Pneumatics instead of electronics? (related to RepRap, bioplastics, fluidic microcontrollers, etc)
Wanted to share an idea that i've thought for a long time to see what others think...
I'm big on "automation" and mechanization insofar as possible. Yes you can do it by hand, but your time is better spent doing other things. Mechanization is more accurate, more repeatable, and cheaper, making higher order things possible and freeing up time needed. You definately want repeatability and precision especially for smaller parts, and often larger things are hard to do without machine assistance. So in the thinking of how to make things sustainable and resilent while maintaining technology of society. Well I believe that Numerical Control and programmable "machine" tools (technically includes plasticworking and injection molding as well as metalworking or say drilling PCBoards) is fully feasible and is definately the way to go. Creating all the electronics and motor parts for "robotics" would normally either be too expensive or require too large of a specialized and dedicated society, right? So what do you do?
How do you automate things without becoming dependant upon certain types of sensors and electronics that normally require expensive factories or might not be available in very deep rural or off grid areas (say saharan africa) or which may be subject to lack of access to markets even if things are for sale elsewhere (say an embargoed country pushing a government whose citizenry is innocent of any crimes) or maybe even some future of social upheaval where some things just arent made or sold anymore, how do you have the benefits of modern technology and automation without making yourself hopelessly dependant?
Pneumatics. Not electronics.
I see no reason one could not make a pneumatic or fluidic stepper motor, under specific precise control (ie punch card type control) and with fluidic position sensors modeled after an electrical motor. Torque can be very high with compressed air, some robotic designs use it for it's power and torque over what electricity allows especially for the size/weight/cost. You could probably design something makeable with RepRap even since unlike metalwork you dont need extreme heat or hardness to machine things like a handmade servomotor would require. It may not be as reliable or long lasting but if it works at all it's an achievement in my view as it makes it possible to automate things cheaply and without the requirement for servomotors and electronic control you would normally require. If it breaks just print out another! If it's cheap enough it's no big deal. If it works at all it can be improved over time to last longer and work better.

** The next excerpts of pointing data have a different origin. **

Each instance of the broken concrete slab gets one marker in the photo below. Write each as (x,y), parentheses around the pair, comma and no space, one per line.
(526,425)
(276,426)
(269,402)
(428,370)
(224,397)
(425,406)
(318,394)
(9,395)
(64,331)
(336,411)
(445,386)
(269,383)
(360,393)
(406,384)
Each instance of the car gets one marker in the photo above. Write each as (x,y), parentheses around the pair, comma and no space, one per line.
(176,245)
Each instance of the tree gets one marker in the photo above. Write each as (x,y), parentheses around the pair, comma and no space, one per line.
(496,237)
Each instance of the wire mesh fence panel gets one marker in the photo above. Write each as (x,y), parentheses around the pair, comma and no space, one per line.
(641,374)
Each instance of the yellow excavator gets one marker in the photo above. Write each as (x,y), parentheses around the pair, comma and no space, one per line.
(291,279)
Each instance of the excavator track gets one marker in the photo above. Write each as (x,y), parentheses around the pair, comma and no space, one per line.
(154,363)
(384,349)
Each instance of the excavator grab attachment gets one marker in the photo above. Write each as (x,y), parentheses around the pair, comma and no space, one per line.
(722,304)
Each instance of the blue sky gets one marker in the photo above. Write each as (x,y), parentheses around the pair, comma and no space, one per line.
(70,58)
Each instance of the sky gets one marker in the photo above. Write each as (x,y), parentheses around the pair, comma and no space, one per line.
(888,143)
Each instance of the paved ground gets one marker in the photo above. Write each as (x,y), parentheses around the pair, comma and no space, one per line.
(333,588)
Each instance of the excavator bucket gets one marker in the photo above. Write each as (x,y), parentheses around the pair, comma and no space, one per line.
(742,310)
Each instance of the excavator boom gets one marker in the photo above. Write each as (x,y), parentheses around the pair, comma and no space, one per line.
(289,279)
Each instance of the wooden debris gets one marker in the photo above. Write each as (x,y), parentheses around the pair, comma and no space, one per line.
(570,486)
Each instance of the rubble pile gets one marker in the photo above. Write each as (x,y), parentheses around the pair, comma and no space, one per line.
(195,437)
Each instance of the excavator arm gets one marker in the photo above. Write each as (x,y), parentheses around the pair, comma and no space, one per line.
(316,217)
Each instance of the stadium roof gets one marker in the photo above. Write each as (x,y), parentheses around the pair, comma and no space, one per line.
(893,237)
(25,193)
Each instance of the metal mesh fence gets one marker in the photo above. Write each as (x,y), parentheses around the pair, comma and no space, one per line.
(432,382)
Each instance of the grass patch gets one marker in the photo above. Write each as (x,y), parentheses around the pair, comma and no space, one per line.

Pneumatics should not be underestimated in potential complexity or possibility of control if one has ever seen an old style pipe organ, where a single keyboard may do things like automatic octaving (playing an octive up or down along with the note you play directly), control of different instruments (i've seen a wurlitzer can drive the pipe organ, an air controlled piano, brass/horns, all from the same keyboard, while playing rhythm sections with various tempos and styles with a snare drum), etc. I see no reason that a pneumatic computer (or more accurately microcontroller, for Pneumatic Numerical Control for a homebrew metal lathe/mill/press made out of a pair of old car engines like the depression-era books talked of) could not be created whens omething similar was made by hand in 100 year old pipe organ control systems to simplify forms of manufacturing or more complicated and accurate machine tool repeating cuts for where you need metal parts made reliably and interchangeably instead of eyeballed or by hand. This should be doable at a far lower level of external technology dependance and many of the parts may well be fully makeable by a RepRap type machine.
Furthermore the benefits this should bring to make it easier to automate the creation of small more precise things that would be very expensive to make by hand may allow you to still make electronic components needed for a handful of critical things (like radio) which cannot be made affordably by hand and really need mass replication to have any degree of accessibility. It's not that you cant make a resistor, capacitor or vaccuum tube by hand but the radio you build cant be afforded by anyone in terms of hours of work you need. Manufacturing, factories, automation, robotics - all done with PNEUMATIC assistance and fluidic controllers instead of electrical motors and electronic or computer based controllers could be fully sustainable, even multigenerationally as far as I can tell, making for an advanced and extremely resilent community maintaining most of the benefits of our modern society. (including radio once components are manufactured locally)
Plus I just wanted to experiment around with high torque servo motors and if they could be printed from reprap at almost disposible cost it would be really cool. :)
So what do you think... sensible? Crazy? Share your views. :)
Comments
i belleave in pneumatic, i successfully build a small compressor pencil , fish tube , marble , syringe and 600ml soda bottle
Ah the dark art of fluidics. Depending how deep down that rabbit hole you want to go, you can build computers using fluidic logic, artificial muscles out of hydraulic fluid, rubber, and nylon mesh, stepper motors, etc.
The only issue is that hydraulic and pneumatic power isn't a solution, its a method of transferring power. Like copper and electrons, but tubes and fluids. They can be easier to make in some instances, but to make high pressure tubing can require a lot more technology than most people have access to. However, as opposed to microprocessor fabrication and the such, at least it is possible in a machine shop.
Right now, to be useful, someone would have to design a self sufficient hydraulic infrastructure that could be built on a cnc table of some sort.